UE-Russie : lutte pour l’hégémonie culturelle
La politique, notamment internationale, est d’abord une question de rapport de forces. L’Union européenne, même abritée derrière le paravent prétendument vertueux des droits de l’homme et de l’irénisme démocratique, n’en échappe pas moins à la logique d’affrontement, notamment à l’égard des puissances qu’elle estime aux antipodes de ses « valeurs ».
Il en va ainsi de ses rapports avec la Russie de Vladimir Poutine. Au mois d’octobre, la commission des affaires étrangères du Parlement européen a adopté une résolution « sur la communication stratégique de l’Union visant à contrer la propagande dirigée contre elle par des tiers ». À sa lecture, on voit que les parlementaires désignent leurs ennemis, dans l’acception schmittienne du terme, à savoir la Russie et l’État islamique.
La lecture de cette résolution est particulièrement intéressante en ce qu’elle tend à faire reconnaître que les « ennemis » de l’Union européenne lui mènent « une guerre d’information », « dans le but d’instiller le doute, de paralyser le processus décisionnel, de discréditer les institutions de l’Union aux yeux et dans l’esprit des citoyens, et de ronger les valeurs occidentales et les liens transatlantiques. »
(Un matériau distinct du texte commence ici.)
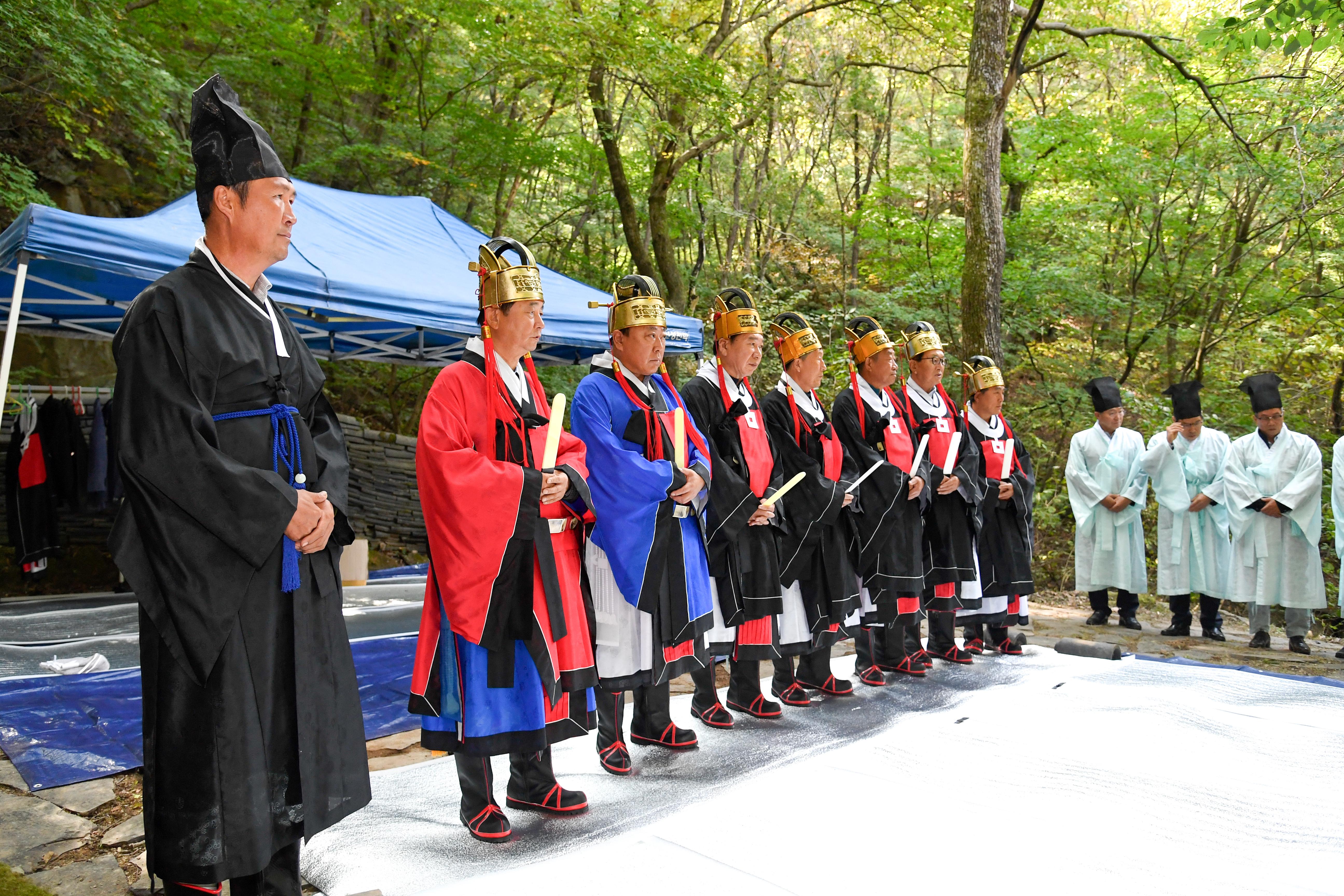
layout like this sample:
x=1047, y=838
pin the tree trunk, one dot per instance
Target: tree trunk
x=615, y=164
x=982, y=273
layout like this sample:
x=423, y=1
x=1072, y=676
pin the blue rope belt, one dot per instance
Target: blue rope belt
x=284, y=449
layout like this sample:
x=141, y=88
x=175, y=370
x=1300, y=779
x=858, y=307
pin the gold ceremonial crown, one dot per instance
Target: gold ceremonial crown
x=734, y=312
x=636, y=304
x=503, y=283
x=920, y=338
x=982, y=373
x=866, y=339
x=793, y=336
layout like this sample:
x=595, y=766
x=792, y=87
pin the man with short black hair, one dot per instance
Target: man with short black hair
x=1273, y=483
x=1108, y=490
x=236, y=477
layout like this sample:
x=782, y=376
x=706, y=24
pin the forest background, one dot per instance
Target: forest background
x=1168, y=175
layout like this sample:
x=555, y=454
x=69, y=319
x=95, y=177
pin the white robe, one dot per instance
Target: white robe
x=1194, y=554
x=1108, y=547
x=1338, y=496
x=1276, y=562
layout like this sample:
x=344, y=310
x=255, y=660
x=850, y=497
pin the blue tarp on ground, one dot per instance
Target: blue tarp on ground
x=363, y=275
x=64, y=730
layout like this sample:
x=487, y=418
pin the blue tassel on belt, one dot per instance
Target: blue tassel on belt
x=284, y=449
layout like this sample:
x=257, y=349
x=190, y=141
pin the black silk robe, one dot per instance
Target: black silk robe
x=815, y=550
x=253, y=729
x=744, y=559
x=889, y=531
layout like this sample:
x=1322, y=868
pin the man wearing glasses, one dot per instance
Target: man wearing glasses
x=1186, y=467
x=1273, y=487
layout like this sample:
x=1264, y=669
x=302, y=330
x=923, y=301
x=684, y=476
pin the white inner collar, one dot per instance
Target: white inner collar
x=929, y=402
x=512, y=378
x=804, y=400
x=709, y=370
x=992, y=428
x=259, y=301
x=877, y=401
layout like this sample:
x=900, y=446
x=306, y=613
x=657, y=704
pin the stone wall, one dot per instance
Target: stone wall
x=384, y=499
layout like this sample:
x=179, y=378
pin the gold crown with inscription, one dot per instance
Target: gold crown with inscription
x=503, y=283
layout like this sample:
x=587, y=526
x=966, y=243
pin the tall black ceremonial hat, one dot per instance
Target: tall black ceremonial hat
x=1264, y=391
x=228, y=147
x=1184, y=400
x=1105, y=393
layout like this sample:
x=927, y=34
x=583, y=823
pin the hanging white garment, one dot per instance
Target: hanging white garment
x=1276, y=561
x=1108, y=546
x=1194, y=553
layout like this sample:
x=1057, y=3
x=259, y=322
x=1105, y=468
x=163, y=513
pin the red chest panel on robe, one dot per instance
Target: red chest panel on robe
x=833, y=456
x=901, y=452
x=756, y=450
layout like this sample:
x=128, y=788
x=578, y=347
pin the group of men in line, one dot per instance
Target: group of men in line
x=1236, y=520
x=569, y=569
x=674, y=527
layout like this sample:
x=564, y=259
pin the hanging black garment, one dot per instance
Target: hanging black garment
x=953, y=519
x=744, y=559
x=30, y=510
x=889, y=529
x=815, y=550
x=252, y=719
x=1004, y=540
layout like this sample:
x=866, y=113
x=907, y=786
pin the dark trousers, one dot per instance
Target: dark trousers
x=814, y=670
x=744, y=684
x=1127, y=602
x=1209, y=610
x=530, y=780
x=278, y=879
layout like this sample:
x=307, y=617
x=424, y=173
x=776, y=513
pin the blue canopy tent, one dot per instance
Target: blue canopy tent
x=379, y=279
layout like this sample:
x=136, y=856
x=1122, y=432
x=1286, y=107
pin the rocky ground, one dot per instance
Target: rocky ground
x=88, y=840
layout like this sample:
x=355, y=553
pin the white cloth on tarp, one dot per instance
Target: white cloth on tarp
x=1108, y=546
x=1276, y=561
x=1194, y=553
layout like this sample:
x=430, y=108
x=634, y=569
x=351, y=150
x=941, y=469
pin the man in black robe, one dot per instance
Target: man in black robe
x=815, y=548
x=874, y=425
x=743, y=538
x=1003, y=547
x=252, y=722
x=952, y=518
C’est finement observé et, bien plus, doit-on admettre que les parlementaires prennent véritablement la mesure d’un problème qu’ils jugent suffisamment grave, moins pour ce qu’il représente intrinsèquement, que pour ses effets particulièrement corrosifs et démobilisateurs sur une opinion publique européenne de plus en plus eurosceptique.
Néanmoins, cette alerte parlementaire à destination de l’exécutif de Bruxelles est révélatrice de la guerre culturelle que se livrent, depuis 1945, les États-Unis et la Russie.
En concédant être « gravement préoccupé par le développement rapide de l’activité russe en Europe ayant pour but d’étendre l’influence et l’hégémonie russes », nos européistes professionnels soulèvent en creux, d’une part, que l’Europe est, quant à elle, passée depuis longtemps sous domination US, d’autre part, qu’elle est incapable, par elle-même, de se départir d’un tel paradigme culturel. Cette inaptitude à proposer un modèle civilisationnel alternatif démontre, s’il en était encore besoin, que l’Union européenne, tout en se réclamant de l’Europe, n’en reflète aucunement l’identité polymorphique.
Mais il convient, au surplus, de savoir raison garder. Nos oligarques commencent, certes timidement, à instaurer une dictature douce, en empêchant l’accès à certains sites internet, motif pris, un peu trop facilement, de la lutte contre le terrorisme, notion entendue – pour les besoins de la cause – très largement. C’est dire que, sous couvert de guerre contre la propagande extérieure, l’UE se livre, en réalité, à une autre guerre, plus insidieuse, mais réellement liberticide, contre ses propres peuples.